Python fast screenshots and locateOnScreen

Reading time ~3 minutes

Taking screenshots with Python is easy, however, the performance often seems to be an issue, depending on the packages you started with (see per example this question )

In my previous article (/reinforcement-learning/nintendo/reinforcement-learning-nintendo-nes-tutorial/), I noted that I would be limited by the method that was looking for an element on the screen (the Game Over) as often as possible.

Getting rid of bottlenecks is a fun thing to do as a developer. For an unexplained reason, I find it particularly satisfying. Python, with its plethora of libraries introduces many of them. So it is time for a quick tour of the possible solutions.

Benchmarks

I do not want to mess up the code of my previous article so it often is a good idea, when possible, to do the benchmarks in separate files, with similar inputs.

Screenshots

In the previous article, I relied on pyautogui. I realized it was built on pyscreeze, so I also tried this library. After some browsing, I learned that PIL also proposed this feature.

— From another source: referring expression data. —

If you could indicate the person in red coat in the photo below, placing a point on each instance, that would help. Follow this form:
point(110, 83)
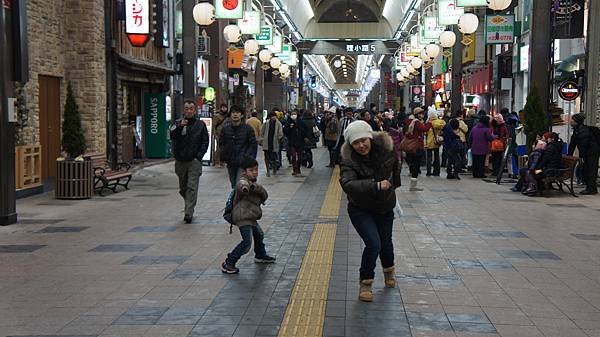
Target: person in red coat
point(415, 129)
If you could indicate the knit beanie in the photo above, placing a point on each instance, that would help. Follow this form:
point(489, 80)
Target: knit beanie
point(357, 130)
point(579, 118)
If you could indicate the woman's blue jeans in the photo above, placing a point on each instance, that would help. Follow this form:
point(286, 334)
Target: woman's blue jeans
point(248, 233)
point(376, 232)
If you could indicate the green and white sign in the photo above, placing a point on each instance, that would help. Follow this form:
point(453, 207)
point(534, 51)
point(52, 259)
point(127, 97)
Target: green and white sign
point(471, 3)
point(499, 29)
point(229, 9)
point(265, 37)
point(156, 141)
point(449, 12)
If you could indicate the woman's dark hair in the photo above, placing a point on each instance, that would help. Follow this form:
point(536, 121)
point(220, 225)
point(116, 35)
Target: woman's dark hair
point(248, 162)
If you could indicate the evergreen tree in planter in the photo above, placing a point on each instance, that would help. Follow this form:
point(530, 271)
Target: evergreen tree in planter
point(536, 121)
point(73, 140)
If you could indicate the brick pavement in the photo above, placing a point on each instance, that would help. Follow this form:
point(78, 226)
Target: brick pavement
point(473, 259)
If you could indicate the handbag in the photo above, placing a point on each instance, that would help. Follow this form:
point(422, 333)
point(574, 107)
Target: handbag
point(410, 145)
point(497, 145)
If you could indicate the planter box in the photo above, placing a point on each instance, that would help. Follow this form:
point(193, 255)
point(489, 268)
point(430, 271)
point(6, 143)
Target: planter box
point(74, 179)
point(28, 166)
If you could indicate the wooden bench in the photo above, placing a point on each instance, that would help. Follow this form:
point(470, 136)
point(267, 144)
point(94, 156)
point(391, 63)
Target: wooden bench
point(559, 179)
point(105, 178)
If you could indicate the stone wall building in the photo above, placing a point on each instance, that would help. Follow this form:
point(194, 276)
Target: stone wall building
point(66, 45)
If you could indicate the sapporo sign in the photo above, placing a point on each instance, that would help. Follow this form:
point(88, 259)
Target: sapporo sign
point(155, 126)
point(499, 29)
point(569, 91)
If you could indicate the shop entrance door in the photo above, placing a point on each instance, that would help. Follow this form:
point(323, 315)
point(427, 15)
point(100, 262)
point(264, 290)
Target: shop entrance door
point(49, 100)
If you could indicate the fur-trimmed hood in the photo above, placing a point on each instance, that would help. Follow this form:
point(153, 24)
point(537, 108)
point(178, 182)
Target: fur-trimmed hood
point(381, 142)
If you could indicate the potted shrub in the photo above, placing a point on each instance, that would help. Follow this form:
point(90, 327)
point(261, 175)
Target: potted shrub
point(74, 174)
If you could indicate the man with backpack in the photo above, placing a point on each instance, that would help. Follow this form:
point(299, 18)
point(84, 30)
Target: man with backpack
point(587, 140)
point(190, 143)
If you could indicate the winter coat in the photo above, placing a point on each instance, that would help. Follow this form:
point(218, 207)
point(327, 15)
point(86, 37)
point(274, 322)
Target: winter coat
point(264, 136)
point(419, 130)
point(552, 158)
point(437, 127)
point(583, 139)
point(360, 175)
point(480, 139)
point(237, 142)
point(296, 132)
point(256, 125)
point(332, 127)
point(451, 139)
point(191, 145)
point(310, 122)
point(249, 196)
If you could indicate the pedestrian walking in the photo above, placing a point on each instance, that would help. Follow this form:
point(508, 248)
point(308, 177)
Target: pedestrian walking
point(247, 201)
point(271, 138)
point(370, 174)
point(237, 141)
point(415, 129)
point(435, 140)
point(190, 143)
point(586, 140)
point(480, 139)
point(296, 134)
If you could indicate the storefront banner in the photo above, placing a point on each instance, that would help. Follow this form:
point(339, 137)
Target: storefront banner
point(265, 37)
point(229, 9)
point(499, 29)
point(251, 23)
point(156, 141)
point(471, 3)
point(568, 19)
point(449, 12)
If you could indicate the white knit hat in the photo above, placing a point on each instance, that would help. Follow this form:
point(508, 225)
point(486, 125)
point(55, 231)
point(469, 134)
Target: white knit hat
point(357, 130)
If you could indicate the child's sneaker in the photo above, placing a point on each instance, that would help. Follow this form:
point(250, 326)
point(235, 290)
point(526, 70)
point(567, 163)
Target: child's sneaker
point(227, 269)
point(264, 259)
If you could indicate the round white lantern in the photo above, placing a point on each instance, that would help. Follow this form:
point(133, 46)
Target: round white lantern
point(498, 5)
point(284, 68)
point(232, 33)
point(251, 47)
point(468, 23)
point(265, 56)
point(204, 14)
point(447, 39)
point(416, 62)
point(275, 63)
point(433, 50)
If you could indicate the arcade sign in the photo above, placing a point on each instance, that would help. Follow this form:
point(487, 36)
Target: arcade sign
point(569, 91)
point(137, 22)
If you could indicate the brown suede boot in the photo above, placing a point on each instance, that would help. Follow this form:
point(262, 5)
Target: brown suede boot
point(390, 277)
point(365, 293)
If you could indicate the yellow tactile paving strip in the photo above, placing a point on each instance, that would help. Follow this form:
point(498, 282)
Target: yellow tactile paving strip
point(305, 314)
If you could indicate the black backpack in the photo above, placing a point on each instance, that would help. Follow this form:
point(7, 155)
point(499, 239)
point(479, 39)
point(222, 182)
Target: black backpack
point(228, 210)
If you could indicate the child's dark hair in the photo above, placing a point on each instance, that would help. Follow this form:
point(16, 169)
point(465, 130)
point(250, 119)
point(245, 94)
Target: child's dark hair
point(248, 162)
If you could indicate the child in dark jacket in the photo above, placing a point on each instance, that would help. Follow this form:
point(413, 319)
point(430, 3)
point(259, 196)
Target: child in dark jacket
point(249, 196)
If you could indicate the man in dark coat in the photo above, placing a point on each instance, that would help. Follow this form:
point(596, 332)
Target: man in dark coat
point(190, 143)
point(583, 138)
point(237, 141)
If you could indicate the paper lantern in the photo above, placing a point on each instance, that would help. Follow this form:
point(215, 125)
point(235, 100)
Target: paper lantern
point(204, 14)
point(499, 5)
point(284, 68)
point(265, 56)
point(251, 47)
point(447, 39)
point(433, 50)
point(468, 23)
point(232, 33)
point(275, 63)
point(416, 62)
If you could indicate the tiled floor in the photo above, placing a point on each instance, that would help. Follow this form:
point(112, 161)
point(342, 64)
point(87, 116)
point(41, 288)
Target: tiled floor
point(472, 259)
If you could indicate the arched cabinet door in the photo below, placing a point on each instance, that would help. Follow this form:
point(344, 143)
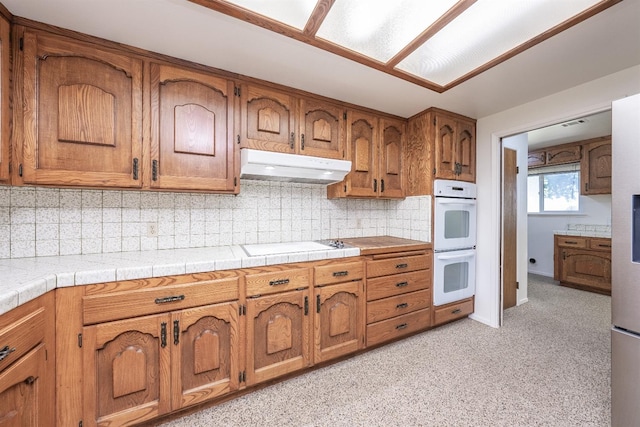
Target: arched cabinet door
point(82, 115)
point(267, 119)
point(277, 335)
point(392, 143)
point(204, 353)
point(339, 320)
point(192, 143)
point(126, 366)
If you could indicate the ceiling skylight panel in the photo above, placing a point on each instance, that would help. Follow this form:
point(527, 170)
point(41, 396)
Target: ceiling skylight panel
point(294, 13)
point(488, 29)
point(379, 29)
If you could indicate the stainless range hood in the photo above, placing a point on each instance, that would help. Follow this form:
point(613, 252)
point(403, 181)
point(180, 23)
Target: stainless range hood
point(271, 166)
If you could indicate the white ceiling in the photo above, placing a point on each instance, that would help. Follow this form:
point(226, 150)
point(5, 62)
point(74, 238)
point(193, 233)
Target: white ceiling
point(603, 44)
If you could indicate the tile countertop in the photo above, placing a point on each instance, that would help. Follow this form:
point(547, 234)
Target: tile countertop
point(584, 233)
point(23, 279)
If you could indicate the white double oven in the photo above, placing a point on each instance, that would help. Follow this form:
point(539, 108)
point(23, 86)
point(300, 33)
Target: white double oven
point(454, 241)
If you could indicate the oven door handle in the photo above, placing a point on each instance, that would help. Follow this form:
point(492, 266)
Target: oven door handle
point(467, 254)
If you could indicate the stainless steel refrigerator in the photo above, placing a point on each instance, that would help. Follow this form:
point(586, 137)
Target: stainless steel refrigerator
point(625, 263)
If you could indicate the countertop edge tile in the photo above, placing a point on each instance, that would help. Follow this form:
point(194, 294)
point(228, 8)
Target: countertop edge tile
point(8, 301)
point(31, 290)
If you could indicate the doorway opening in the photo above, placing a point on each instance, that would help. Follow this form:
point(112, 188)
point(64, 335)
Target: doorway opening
point(546, 195)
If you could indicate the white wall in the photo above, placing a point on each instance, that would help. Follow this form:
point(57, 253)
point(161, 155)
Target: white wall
point(581, 100)
point(595, 210)
point(520, 144)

I discovered it after writing this article but d3dshot claims to be the fastest way to perform screenshots in Python. I’ll keep that in mind if I face new bottlenecks in the future, but let’s stick with the first 3 packages for now.

from PIL import ImageGrab
from Xlib import display, X
import io
import numpy as np
import pyautogui as pg
import pyscreeze
import time


REGION = (0, 0, 400, 400)


def timing(f):
    def wrap(*args, **kwargs):
        time1 = time.time()
        ret = f(*args, **kwargs)
        time2 = time.time()
        print('{:s} function took {:.3f} ms'.format(
            f.__name__, (time2-time1)*1000.0))

        return ret
    return wrap


@timing
def benchmark_pyautogui():
    return pg.screenshot(region=REGION)


@timing
def benchmark_pyscreeze():
    return pyscreeze.screenshot(region=REGION)


@timing
def benchmark_pil():
    return np.array(ImageGrab.grab(bbox=REGION))

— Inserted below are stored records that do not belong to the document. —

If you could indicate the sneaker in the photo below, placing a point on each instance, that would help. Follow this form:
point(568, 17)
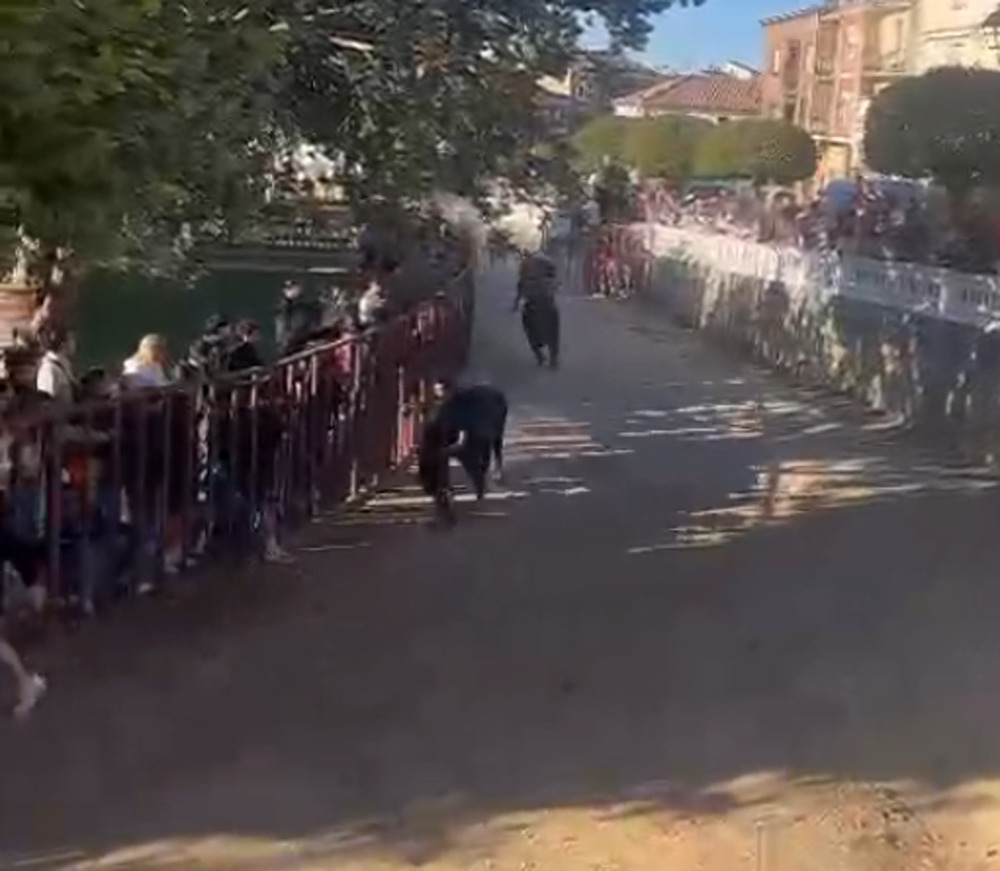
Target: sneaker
point(275, 554)
point(36, 595)
point(31, 694)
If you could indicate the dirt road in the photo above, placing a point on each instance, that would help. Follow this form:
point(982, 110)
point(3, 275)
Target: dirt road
point(709, 622)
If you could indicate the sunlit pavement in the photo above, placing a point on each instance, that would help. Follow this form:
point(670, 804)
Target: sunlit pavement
point(707, 622)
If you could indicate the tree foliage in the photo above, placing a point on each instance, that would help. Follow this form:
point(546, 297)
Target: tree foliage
point(763, 150)
point(664, 147)
point(943, 125)
point(123, 123)
point(600, 140)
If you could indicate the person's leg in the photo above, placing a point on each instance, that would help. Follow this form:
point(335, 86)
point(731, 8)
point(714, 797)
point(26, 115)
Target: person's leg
point(475, 459)
point(273, 551)
point(30, 686)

if __name__ == "__main__":

    im_pyautogui = benchmark_pyautogui()
    im_pyscreeze = benchmark_pyscreeze()
    im_pil =       benchmark_pil()

As expected, pyscreeze is slightly faster than pyautogui, but PIL beats them by a factor of 10!

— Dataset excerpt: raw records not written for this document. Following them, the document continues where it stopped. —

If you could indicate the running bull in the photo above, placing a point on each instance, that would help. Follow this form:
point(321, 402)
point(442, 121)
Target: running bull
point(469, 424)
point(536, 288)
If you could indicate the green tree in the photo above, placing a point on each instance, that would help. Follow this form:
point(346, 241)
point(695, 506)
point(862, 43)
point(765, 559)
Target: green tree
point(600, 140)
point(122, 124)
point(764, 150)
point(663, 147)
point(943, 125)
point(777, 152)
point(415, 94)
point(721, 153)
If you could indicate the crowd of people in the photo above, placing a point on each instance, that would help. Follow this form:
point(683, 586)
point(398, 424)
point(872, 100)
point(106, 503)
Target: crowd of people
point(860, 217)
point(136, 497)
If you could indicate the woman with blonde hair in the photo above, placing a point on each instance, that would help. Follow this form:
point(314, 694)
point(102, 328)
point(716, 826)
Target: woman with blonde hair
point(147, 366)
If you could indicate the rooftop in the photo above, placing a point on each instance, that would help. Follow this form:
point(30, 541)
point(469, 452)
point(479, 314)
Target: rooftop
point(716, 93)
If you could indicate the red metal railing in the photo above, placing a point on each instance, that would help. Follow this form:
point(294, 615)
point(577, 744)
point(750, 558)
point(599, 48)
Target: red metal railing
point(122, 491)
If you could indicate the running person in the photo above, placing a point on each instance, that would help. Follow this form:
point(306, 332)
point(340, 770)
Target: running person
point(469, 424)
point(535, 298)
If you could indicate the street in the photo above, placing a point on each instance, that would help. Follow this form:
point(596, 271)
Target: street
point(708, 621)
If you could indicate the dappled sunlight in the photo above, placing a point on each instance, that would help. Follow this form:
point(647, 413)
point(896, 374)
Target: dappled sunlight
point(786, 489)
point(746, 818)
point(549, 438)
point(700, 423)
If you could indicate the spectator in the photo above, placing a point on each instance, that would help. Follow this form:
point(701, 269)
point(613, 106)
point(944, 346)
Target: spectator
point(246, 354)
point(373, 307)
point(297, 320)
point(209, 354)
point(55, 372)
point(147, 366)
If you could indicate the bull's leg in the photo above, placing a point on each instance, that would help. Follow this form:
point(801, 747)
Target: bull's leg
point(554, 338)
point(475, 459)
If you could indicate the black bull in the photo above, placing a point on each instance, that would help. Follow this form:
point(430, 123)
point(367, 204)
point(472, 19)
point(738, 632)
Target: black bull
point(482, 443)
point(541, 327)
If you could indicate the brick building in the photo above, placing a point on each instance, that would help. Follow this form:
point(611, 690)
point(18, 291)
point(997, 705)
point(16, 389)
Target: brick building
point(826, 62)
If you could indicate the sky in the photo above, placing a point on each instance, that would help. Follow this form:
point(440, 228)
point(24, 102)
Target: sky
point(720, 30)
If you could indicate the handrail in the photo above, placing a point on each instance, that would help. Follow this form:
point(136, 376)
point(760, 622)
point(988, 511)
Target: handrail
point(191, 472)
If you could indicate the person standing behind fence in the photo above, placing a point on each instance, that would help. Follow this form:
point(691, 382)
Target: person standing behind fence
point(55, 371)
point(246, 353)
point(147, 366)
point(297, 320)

benchmark_pyautogui function took 157.669 ms
benchmark_pyscreeze function took 152.185 ms
benchmark_pil function took 13.198 ms

Locate an element on screen

import pyautogui as pg
import numpy as np
import cv2 as cv
from PIL import ImageGrab, Image
import time

REGION = (0, 0, 400, 400)
GAME_OVER_PICTURE_PIL = Image.open("./balloon_fight_game_over.png")
GAME_OVER_PICTURE_CV = cv.imread('./balloon_fight_game_over.png')


def timing(f):
    def wrap(*args, **kwargs):
        time1 = time.time()
        ret = f(*args, **kwargs)
        time2 = time.time()
        print('{:s} function took {:.3f} ms'.format(
            f.__name__, (time2-time1)*1000.0))

        return ret
    return wrap


@timing
def benchmark_pyautogui():
    res = pg.locateOnScreen(GAME_OVER_PICTURE_PIL,
                            grayscale=True,  # should provied a speed up
                            confidence=0.8,
                            region=REGION)
    return res is not None


@timing
def benchmark_opencv_pil(method):
    img = ImageGrab.grab(bbox=REGION)
    img_cv = cv.cvtColor(np.array(img), cv.COLOR_RGB2BGR)
    res = cv.matchTemplate(img_cv, GAME_OVER_PICTURE_CV, method)
    # print(res)
    return (res >= 0.8).any()


if __name__ == "__main__":

    im_pyautogui = benchmark_pyautogui()
    print(im_pyautogui)

    methods = ['cv.TM_CCOEFF', 'cv.TM_CCOEFF_NORMED', 'cv.TM_CCORR',
               'cv.TM_CCORR_NORMED', 'cv.TM_SQDIFF', 'cv.TM_SQDIFF_NORMED']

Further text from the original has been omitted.